Biased NT reductionism: Matthew 16:21 as a test case

During my sermon preparation, I generally read through commentaries last. It is often a helpful exercise but it can also be frustrating. I never ceased to be amazed at the imaginative lengths some commentators will go to be accepted by their peers rather than useful to the church. Many commentaries are essentially commentary on the biases of the scholar rather than on the text of Scripture.

Compare the following two comments concerning Matthew 16:21 which says, “From that time Jesus began to show His disciples that He must go to Jerusalem, and suffer many things from the elders and chief priests and scribes, and be killed, and be raised up on the third day.”

Donald Hagner in the WBC on Matthew notes, “That Jesus’ predictions in these passages line up with the kerygma of the church is not sufficient reason to reject the possibility of their authenticity,or at least of an authentic core. A variety of scripture passages were available to Jesus in understanding what lay ahead (e.g., Pss 22; 118:17-18, 22; Isa 53; Dan 7; 12; Wis 3).”

D. A. Carson in the EBC on Matthew asks, “Is it reasonable to think that Jesus could have predicted the details of his passion only if he read about them somewhere? This is not to question the applicability of some of the OT allusions to him; it is rather to question the historical reductionism of some Gospel research.”

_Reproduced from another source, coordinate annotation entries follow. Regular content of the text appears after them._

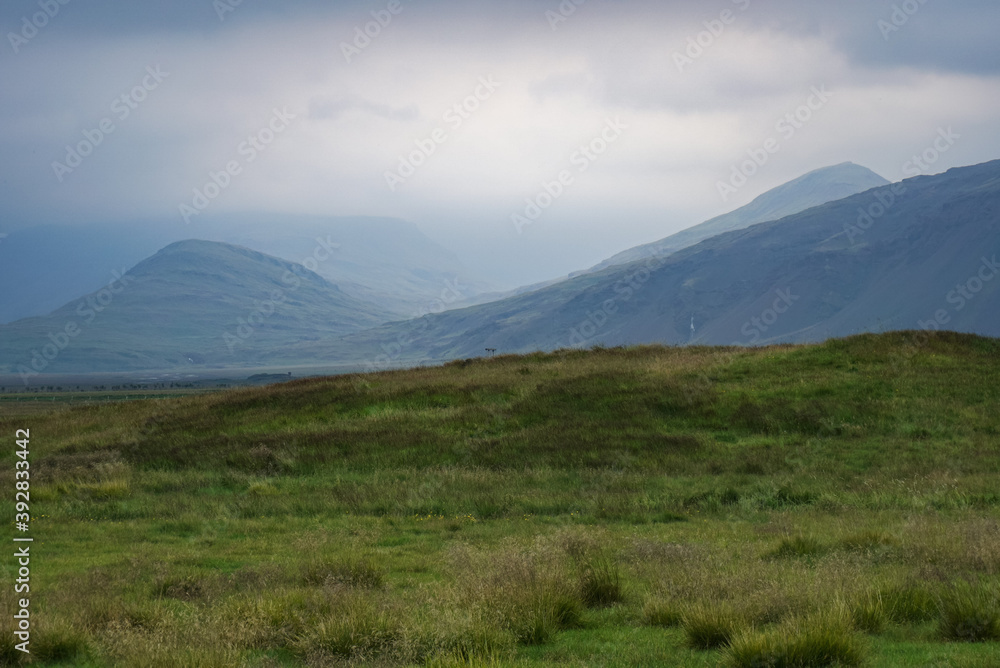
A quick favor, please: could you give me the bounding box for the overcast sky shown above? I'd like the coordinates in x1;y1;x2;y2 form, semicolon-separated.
0;0;1000;284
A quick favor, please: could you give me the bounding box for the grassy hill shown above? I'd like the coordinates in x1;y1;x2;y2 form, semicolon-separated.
0;332;1000;668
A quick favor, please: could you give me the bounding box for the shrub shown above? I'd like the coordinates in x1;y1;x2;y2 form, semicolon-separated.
940;582;1000;642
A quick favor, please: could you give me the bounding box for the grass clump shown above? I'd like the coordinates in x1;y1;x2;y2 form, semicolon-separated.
766;536;826;559
682;603;744;649
302;556;385;589
726;613;866;668
882;584;939;624
939;581;1000;642
851;590;890;634
642;598;684;628
580;557;625;607
292;596;403;662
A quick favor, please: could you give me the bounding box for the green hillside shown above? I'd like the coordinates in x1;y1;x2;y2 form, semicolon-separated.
588;162;889;273
0;332;1000;668
0;240;394;380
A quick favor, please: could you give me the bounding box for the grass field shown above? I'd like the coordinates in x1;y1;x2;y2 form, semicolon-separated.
0;333;1000;668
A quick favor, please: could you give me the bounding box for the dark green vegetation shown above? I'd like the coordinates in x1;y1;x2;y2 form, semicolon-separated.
0;333;1000;668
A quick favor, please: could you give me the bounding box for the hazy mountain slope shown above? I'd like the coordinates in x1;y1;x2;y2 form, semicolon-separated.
0;241;391;372
288;161;1000;363
462;162;889;306
0;214;495;323
588;162;889;271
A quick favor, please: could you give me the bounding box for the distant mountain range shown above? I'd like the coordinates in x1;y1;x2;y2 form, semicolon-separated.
0;241;391;378
286;161;1000;367
469;162;889;304
0;161;1000;372
0;214;496;323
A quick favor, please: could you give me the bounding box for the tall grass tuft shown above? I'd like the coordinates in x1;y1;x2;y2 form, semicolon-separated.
682;602;745;649
580;557;625;607
939;581;1000;642
725;612;866;668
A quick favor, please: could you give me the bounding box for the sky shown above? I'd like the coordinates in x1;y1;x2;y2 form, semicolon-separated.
0;0;1000;287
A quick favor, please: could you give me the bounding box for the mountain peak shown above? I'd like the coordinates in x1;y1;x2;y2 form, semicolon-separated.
583;162;889;273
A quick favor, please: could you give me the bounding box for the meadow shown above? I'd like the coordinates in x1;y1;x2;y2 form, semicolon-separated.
0;332;1000;668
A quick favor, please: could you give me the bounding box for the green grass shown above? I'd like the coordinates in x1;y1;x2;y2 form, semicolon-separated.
0;334;1000;667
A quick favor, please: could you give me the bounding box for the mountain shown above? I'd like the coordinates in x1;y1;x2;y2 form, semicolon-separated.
0;214;495;323
587;162;889;272
0;240;392;375
461;162;889;306
284;161;1000;368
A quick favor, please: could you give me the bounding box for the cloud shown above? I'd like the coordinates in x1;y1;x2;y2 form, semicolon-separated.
0;0;1000;282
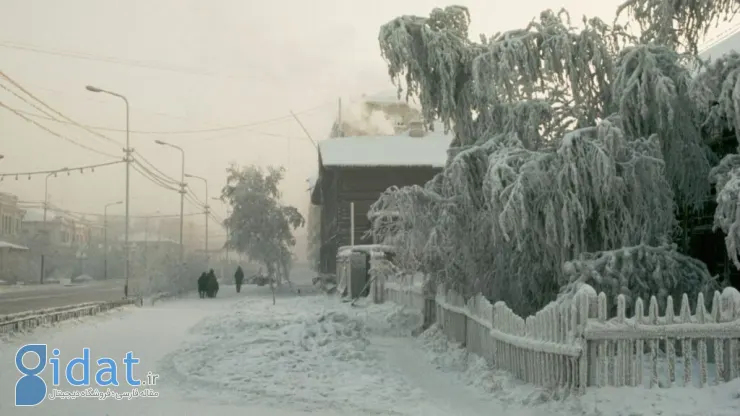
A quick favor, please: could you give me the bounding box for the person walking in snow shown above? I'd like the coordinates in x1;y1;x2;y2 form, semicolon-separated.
234;266;244;293
206;269;218;298
198;272;208;299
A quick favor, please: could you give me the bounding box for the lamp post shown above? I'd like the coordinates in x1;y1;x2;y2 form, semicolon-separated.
103;201;123;280
154;140;186;264
85;85;132;297
211;197;231;264
40;168;69;284
185;173;211;264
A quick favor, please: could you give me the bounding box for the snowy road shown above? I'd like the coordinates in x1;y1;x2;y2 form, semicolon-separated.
0;286;740;416
0;279;123;315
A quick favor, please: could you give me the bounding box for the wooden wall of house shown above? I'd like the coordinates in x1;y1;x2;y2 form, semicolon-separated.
321;167;442;273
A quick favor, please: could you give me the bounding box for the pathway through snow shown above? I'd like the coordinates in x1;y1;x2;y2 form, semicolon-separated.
0;285;740;416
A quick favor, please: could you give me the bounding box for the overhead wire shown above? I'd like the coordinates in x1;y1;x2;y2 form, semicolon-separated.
131;160;179;192
134;150;180;185
0;101;118;157
0;71;120;146
0;160;124;180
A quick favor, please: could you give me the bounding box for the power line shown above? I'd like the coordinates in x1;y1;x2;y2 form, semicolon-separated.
0;160;124;181
5;103;326;134
0;101;117;157
131;159;178;192
0;71;119;146
18;201;203;218
134;150;180;185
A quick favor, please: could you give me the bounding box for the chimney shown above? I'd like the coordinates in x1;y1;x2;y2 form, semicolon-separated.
409;121;426;137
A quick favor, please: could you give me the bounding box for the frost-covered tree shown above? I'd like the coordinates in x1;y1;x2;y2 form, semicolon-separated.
371;0;740;312
221;165;305;300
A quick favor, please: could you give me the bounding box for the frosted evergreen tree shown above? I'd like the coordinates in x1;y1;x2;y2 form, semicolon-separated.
371;2;728;312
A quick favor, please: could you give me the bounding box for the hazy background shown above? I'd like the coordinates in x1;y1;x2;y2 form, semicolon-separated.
0;0;728;254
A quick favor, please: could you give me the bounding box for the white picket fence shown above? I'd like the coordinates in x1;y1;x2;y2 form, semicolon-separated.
382;282;740;392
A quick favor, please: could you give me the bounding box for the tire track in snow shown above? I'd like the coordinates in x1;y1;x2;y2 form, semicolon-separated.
371;337;511;416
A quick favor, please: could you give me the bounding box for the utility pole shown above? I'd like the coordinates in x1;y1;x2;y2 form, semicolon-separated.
103;201;123;280
85;85;133;298
40;168;68;284
154;140;188;265
337;97;344;137
185;173;211;264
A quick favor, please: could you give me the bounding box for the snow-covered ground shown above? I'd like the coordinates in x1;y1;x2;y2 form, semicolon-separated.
0;286;740;416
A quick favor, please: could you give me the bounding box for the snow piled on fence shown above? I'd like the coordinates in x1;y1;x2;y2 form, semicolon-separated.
420;325;740;416
159;296;421;413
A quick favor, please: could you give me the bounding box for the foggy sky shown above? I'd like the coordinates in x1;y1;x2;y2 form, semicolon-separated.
0;0;728;247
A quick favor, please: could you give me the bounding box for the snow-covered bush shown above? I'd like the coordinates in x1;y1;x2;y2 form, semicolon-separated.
371;0;740;314
561;245;720;316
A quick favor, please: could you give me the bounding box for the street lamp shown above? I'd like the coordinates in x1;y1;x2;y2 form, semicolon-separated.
154;140;185;264
211;196;231;264
103;201;123;280
85;85;132;297
40;168;69;284
185;173;211;263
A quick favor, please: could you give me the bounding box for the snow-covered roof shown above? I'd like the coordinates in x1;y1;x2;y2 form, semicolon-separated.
306;175;319;191
0;240;28;251
699;28;740;60
23;208;47;221
319;126;452;167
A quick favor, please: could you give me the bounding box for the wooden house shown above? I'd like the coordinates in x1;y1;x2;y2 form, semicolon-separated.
311;123;452;274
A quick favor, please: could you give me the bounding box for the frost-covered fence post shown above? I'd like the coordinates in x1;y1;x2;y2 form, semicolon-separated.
715;287;740;381
576;284;599;393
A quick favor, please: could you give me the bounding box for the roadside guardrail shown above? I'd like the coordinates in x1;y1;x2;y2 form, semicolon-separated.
0;298;142;334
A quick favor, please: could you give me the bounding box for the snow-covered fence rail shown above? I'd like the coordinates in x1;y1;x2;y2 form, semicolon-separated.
384;282;740;392
0;298;141;334
583;288;740;387
436;287;588;390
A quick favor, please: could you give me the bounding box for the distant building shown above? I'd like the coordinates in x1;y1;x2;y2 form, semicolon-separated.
22;208;97;247
0;192;26;240
311;118;452;273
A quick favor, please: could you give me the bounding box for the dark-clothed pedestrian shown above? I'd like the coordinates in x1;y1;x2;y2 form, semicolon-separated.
234;266;244;293
206;269;218;298
198;272;208;299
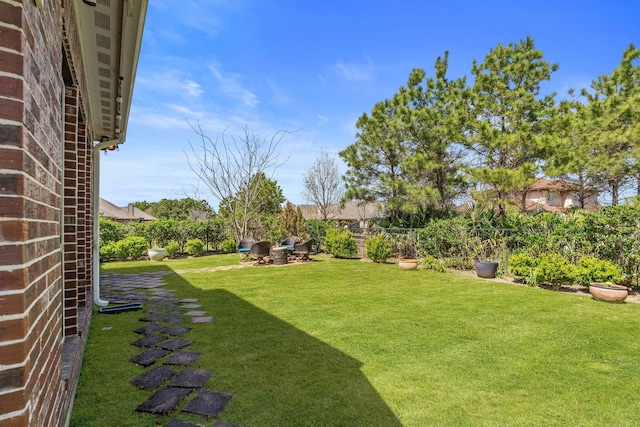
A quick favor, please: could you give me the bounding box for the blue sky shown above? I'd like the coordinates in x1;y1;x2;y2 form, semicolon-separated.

One response to this post.

  1. Posted by Scott Christensen on February 23, 2009 at 12:36 pm

    Does Donald Hagner doubt the deity of Christ and His prescience? I am often confounded with supposed evangelical commentators who appear to deny the supernatural character and historicity of scripture. I am also tired of all the talk about how the earlier church shaped the doctrine as well as the history of the beginnings of Christianity as if Christ and the Apostles had little or nothing to do with the origins of our faith. Who in the world is the Johanine community or the Pauline community? Why not the Donald Duck community? And then you have those who talk of interpreting the “canonical shape” of scripture as if one must nod to the scholarly consensus before doing the real work of exegeting the text. It gets real old after awhile.